Deutsche Telekom, qui a prévu d'investir 3 milliards d'euros pour construire un réseau très haut-débit dans cinquante villes allemandes, voudrait, pour rentabiliser son investissement, que ses rivaux ne puissent accéder à ce réseau. Dans des amendements proposés au printemps 2006 et publiés samedi au Journal officiel, l'Allemagne prévoit de satisfaire l'opérateur historique et d'abriter de la concurrence son réseau très haut-débit.

Ces dispositions permettent en effet à Deutsche Telekom de refuser à ses concurrents l'accès à son nouveau réseau à fibre optique (VDSL) durant les premières années, ce qui, selon Bruxelles, l'avantage de manière injustifiée. Excédée par l'indifférence de l'Allemagne, à qui elle demande depuis plus d'un an de modifier ce projet de loi, la commissaire chargée des télécoms, Viviane Reding, a décidé de poursuivre Berlin selon une procédure "accélérée", comme elle l'avait annoncé en décembre.

"Il est regrettable qu'en dépit de plusieurs mises en gardes explicites, l'Allemagne ait choisi d'ignorer les préoccupations de la Commission en ce qui concerne cette nouvelle loi sur les télécommunications", a ainsi déclaré lundi la commissaire luxembourgeoise. La procédure étant accélérée, Berlin ne dispose que de quinze jours pour répondre à la Commission, au lieu des deux mois habituels.

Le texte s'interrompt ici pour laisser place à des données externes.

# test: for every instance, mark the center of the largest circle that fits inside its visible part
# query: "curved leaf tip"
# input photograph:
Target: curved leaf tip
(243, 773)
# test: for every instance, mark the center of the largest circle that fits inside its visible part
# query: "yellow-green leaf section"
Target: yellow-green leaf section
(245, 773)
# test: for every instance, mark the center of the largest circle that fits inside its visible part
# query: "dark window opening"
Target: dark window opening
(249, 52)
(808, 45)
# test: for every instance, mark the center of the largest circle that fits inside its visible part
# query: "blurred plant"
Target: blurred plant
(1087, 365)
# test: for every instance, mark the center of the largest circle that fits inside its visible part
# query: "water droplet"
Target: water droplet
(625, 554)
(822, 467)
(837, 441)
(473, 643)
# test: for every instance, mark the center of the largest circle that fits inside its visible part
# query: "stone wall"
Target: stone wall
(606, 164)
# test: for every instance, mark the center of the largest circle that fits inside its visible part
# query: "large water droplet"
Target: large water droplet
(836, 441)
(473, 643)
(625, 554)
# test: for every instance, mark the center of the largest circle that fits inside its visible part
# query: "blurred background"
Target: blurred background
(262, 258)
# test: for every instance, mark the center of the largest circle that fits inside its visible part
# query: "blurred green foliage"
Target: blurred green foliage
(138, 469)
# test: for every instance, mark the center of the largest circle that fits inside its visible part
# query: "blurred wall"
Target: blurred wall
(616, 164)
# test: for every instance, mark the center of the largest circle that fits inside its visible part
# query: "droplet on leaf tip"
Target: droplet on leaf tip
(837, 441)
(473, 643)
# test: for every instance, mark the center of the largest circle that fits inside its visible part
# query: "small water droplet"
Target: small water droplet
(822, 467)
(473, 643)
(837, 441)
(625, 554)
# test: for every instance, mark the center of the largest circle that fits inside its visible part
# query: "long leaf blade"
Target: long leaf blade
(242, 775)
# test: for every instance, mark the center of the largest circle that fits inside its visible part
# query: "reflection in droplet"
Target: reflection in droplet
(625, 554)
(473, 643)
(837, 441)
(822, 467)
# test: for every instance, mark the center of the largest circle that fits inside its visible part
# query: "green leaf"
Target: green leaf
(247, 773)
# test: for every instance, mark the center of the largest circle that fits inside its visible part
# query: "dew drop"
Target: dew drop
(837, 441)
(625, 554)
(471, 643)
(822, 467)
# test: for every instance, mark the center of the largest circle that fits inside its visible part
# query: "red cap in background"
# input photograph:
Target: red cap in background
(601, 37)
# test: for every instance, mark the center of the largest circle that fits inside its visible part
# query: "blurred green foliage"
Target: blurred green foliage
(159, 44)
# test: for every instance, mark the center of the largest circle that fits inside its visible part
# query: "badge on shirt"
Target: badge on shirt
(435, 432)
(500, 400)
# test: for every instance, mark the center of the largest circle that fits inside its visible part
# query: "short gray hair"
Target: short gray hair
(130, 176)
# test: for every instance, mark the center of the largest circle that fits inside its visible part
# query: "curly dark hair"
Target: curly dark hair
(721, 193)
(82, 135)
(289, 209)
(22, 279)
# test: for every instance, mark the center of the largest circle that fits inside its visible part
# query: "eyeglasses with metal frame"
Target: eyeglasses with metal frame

Si les arguments allemands ne la satisfont pas, elle enverra un "avis motivé", deuxième étape de la procédure, avant éventuellement de saisir la justice européenne. "La Commission a l'intention de porter l'affaire aussi vite que possible devant la Cour européenne de justice", a ainsi prévenu lundi la Commission, probablement en mai ou juin, si les choses ne bougent pas.

La procédure ouverte lundi contre l'Allemagne dans le domaine des télécoms est la sixième depuis depuis 2002. Berlin affiche désormais, avec Varsovie, le plus mauvais bilan pour l'application des règles européennes d'ouverture à la concurrence de ce secteur.